A stored procedure is a group of Transact-SQL statements compiled into a single execution plan. SQL Stored procedures return data in four ways:
  • Output parameters, which can return either data (such as an integer or character value) or a cursor variable (cursors are result sets that can be retrieved one row at a time).
  • Return codes, which are always an integer value.
  • A result set for each SELECT statement contained in the stored procedure or any other stored procedures called by the stored procedure.
  • A global cursor that can be referenced outside the stored procedure
Why to use stored procedures in SQL server:
  • Execution plan retention and reuse
  • Query auto-parameterization
  • Encapsulation of business rules and policies
  • Application modularization
  • Sharing of application logic between applications
  • Access to database objects that is both secure and uniform
  • Consistent, safe data modification
  • Network bandwidth conservation
  • Support for automatic execution at system start-up
  • Enhanced hardware and software capabilities
  • Improved security
  • Reduced development cost and increased reliability
  • Centralized security, administration, and maintenance for common routines
How to create Stored Procedure in SQL:
1.   In Object Explorer, connect to an instance of SQL Server Database Engine and then expand that instance.

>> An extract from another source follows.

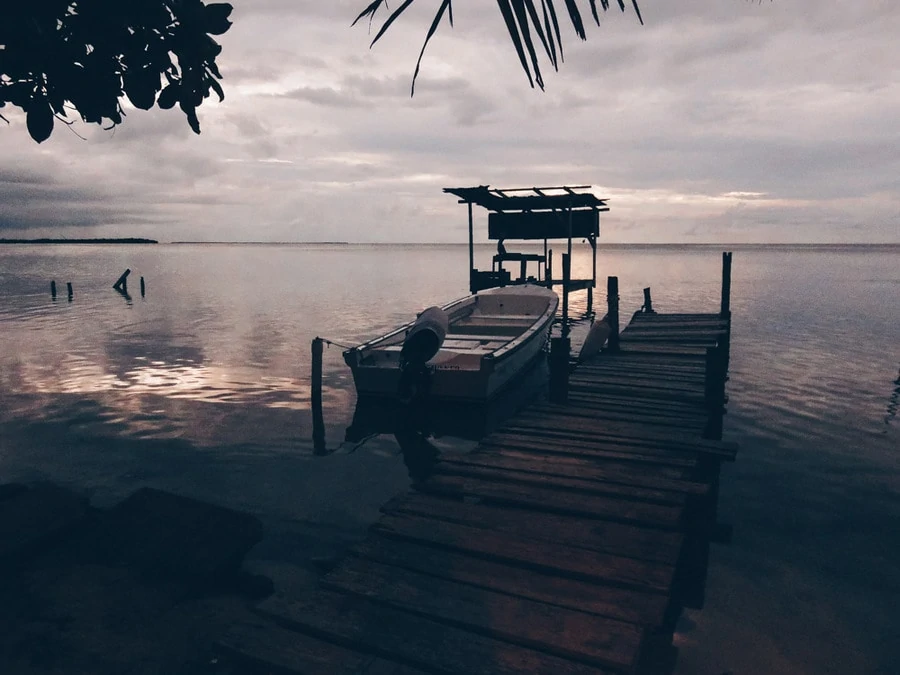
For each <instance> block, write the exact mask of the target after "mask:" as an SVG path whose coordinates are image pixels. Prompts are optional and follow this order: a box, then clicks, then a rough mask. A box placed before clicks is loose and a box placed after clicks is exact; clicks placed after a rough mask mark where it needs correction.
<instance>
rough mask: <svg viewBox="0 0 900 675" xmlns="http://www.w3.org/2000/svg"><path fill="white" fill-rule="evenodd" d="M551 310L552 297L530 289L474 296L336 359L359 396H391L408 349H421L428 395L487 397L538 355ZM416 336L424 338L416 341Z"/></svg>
mask: <svg viewBox="0 0 900 675" xmlns="http://www.w3.org/2000/svg"><path fill="white" fill-rule="evenodd" d="M558 304H559V298H558V297H557V295H556V293H554V292H553V291H552V290H550V289H548V288H545V287H543V286H538V285H535V284H521V285H515V286H504V287H501V288H491V289H487V290H483V291H479V292H478V293H475V294H473V295H469V296H466V297H464V298H460V299H459V300H456V301H454V302H451V303H450V304H448V305H445V306H443V307H441V308H440V310H443V312H444V313H446V315H445V316H442V313H441V312H440V310H438V309H437V308H430V309H428V310H426V311H425V312H423V313H422V314H420V318H419V319H417V320H416V321H413V322H410V323H409V324H406V325H405V326H401V327H400V328H397V329H396V330H394V331H391V332H390V333H388V334H387V335H383V336H381V337H379V338H376V339H374V340H370V341H369V342H366V343H364V344H361V345H359V346H358V347H354V348H353V349H349V350H347V351H345V352H344V360H345V361H346V362H347V365H349V366H350V369H351V370H352V372H353V379H354V382H355V383H356V390H357V392H358V393H359V394H360V395H363V394H374V395H381V396H385V395H387V396H396V395H398V394H400V393H401V392H400V390H401V375H403V372H404V370H403V368H404V366H406V362H407V361H408V360H409V359H410V358H411V357H410V352H412V351H413V349H412V348H411V345H413V342H415V346H414V348H415V351H417V352H421V349H420V348H421V347H422V345H425V344H426V343H427V346H426V347H425V351H424V352H421V353H424V357H423V358H427V361H425V363H424V369H423V370H424V371H426V372H427V379H428V384H427V388H428V393H429V395H430V396H432V397H438V398H453V399H474V400H484V399H489V398H491V397H492V396H493V395H494V394H496V393H497V392H498V391H500V390H501V389H503V387H504V386H505V385H507V384H509V383H510V382H511V381H512V380H513V379H514V378H515V376H516V375H517V374H519V373H520V372H522V370H523V369H525V367H526V366H528V365H529V364H530V363H531V362H532V361H533V360H534V359H535V358H536V357H537V356H538V355H539V354H540V353H541V351H542V349H543V347H544V345H545V344H546V341H547V338H548V336H549V332H550V325H551V323H552V321H553V317H554V315H555V314H556V308H557V306H558ZM423 332H424V333H426V334H427V336H428V339H427V340H422V339H420V338H422V337H423V335H422V333H423ZM441 333H446V335H441ZM432 336H433V339H431V338H432ZM414 337H415V338H416V340H415V341H414V340H413V338H414ZM407 338H409V339H407ZM405 343H406V345H407V346H406V349H405V350H404V344H405ZM435 349H436V353H435Z"/></svg>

2.   Expand Databases, expand the database in which the stored procedure belongs, and then expand Programmability.
3.   Right-click Stored Procedures and then click New Stored Procedure.
4.   On the Query menu, click Specify Values for Template Parameters.

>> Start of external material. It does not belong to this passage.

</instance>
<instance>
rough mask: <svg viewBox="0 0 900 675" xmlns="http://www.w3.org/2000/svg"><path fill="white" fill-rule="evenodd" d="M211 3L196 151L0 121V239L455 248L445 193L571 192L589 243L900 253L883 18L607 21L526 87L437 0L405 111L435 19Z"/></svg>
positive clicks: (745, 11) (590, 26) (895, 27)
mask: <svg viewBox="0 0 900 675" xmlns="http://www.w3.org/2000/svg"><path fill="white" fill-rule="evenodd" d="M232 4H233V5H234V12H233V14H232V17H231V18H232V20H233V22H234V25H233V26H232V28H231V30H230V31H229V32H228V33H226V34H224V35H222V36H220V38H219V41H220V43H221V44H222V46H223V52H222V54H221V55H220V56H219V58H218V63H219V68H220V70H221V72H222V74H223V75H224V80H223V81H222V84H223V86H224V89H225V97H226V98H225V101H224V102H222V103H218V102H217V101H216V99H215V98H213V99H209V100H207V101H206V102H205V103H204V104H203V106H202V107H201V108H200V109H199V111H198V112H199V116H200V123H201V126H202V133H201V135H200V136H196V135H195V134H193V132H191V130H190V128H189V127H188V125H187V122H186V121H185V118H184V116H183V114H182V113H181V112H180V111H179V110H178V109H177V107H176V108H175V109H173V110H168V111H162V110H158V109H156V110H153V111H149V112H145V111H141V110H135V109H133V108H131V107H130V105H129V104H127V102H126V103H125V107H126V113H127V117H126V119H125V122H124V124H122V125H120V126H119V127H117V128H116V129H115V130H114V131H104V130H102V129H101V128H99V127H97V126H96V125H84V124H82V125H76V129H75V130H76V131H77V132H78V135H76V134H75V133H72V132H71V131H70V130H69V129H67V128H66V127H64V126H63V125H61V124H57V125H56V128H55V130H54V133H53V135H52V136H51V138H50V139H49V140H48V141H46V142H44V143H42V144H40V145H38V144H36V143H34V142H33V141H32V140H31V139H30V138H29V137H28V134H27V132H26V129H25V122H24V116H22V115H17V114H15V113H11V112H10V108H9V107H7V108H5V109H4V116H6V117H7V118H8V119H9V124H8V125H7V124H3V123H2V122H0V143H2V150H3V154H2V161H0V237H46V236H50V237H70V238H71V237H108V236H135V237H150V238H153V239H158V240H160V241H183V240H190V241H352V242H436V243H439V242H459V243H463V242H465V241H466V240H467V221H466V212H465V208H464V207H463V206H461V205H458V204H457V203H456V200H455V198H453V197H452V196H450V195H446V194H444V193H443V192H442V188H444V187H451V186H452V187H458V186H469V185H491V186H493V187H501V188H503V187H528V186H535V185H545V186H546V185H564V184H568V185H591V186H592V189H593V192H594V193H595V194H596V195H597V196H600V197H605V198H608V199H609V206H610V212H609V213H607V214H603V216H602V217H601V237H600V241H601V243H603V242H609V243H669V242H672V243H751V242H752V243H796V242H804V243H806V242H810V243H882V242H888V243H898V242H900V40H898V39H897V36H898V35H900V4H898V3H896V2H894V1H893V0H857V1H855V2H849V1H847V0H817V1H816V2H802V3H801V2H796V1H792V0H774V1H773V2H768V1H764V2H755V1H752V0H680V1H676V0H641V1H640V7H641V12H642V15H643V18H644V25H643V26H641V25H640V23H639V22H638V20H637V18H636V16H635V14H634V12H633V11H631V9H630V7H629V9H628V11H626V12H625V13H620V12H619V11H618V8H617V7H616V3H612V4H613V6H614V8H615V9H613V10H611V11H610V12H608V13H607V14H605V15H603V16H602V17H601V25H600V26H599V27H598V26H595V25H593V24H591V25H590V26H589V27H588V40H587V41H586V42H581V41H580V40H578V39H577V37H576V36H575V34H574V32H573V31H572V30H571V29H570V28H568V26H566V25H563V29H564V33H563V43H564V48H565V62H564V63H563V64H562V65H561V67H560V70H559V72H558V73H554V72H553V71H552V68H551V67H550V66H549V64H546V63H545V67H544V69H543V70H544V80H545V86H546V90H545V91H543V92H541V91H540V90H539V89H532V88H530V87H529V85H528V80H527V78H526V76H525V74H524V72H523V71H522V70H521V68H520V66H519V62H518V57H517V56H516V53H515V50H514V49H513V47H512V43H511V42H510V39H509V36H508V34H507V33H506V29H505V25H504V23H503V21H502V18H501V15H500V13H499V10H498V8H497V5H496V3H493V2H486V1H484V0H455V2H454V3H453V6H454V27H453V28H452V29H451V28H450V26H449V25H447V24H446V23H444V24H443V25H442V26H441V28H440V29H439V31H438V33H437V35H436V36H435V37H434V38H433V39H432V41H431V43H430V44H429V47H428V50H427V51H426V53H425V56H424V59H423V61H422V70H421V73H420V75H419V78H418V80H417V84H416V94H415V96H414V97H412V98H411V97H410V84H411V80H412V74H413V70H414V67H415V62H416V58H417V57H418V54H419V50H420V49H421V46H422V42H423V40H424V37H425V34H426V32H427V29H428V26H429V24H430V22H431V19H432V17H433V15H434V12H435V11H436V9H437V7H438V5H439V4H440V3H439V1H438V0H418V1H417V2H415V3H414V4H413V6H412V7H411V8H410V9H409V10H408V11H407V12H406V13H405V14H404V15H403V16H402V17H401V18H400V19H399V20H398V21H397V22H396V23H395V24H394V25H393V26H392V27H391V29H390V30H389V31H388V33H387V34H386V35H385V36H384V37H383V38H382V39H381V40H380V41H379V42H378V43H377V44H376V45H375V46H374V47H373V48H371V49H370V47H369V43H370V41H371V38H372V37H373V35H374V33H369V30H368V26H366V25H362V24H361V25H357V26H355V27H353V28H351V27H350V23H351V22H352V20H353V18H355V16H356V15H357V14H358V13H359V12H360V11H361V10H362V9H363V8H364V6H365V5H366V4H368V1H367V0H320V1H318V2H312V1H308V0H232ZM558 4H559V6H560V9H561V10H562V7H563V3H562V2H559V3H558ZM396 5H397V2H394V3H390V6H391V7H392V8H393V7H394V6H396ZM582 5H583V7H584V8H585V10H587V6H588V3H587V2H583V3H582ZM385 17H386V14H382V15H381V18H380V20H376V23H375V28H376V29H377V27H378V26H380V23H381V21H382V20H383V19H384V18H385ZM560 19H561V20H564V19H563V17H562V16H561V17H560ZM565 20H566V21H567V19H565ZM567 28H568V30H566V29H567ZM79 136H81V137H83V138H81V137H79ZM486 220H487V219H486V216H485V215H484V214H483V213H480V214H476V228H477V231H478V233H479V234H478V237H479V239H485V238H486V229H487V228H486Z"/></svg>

5.   In the Specify Values for Template Parameters dialog box, the Value column contains suggested values for the parameters. Accept the values or replace them with new values, and then click OK.
6.   In the query editor, replace the SELECT statement with the statements for your procedure.
7.   To test the syntax, on the Query menu, click Parse.
8.   To create the stored procedure, on the Query menu, click Execute.
9.   To save the script, on the File menu, click Save. Accept the file name or replace it with a new name, and then click Save.

          -- SET NOCOUNT ON added to prevent extra result sets from
          -- interfering with SELECT statements.
          SET NOCOUNT ON;

          -- Insert statements for procedure here
          SELECT VendorId,VendorFName,VendorLName,VendorCity,VendorState,VendorCountry,PostedDate,
          FROM Vendor Where VendorState = @VendorState ORDER BY PostedDate
There are some different concepts of stored procedures.
  • A stored procedure is one or more SQL statements that have been compiled and stored with database. A stored procedure can be started by application code on the client.
  • Stored procedure can improve database performance because the SQL statements in each procedure are only compiled and optimized the first time they are executed. In contrast SQL statements that are sent from a client to the server have to be compiled and optimized every time there are executed.
  • In addition to SELECT statement, a stored procedure can contain other SQL statements such as INSERT, UPDATE, and DELETE. It also contains control-of-flow language.
  • A trigger is a special type of procedure that executes when rows are inserted, updated or deleted from table.
  • A user defined function (UDF) is a special type of procedure that can return a value or a table.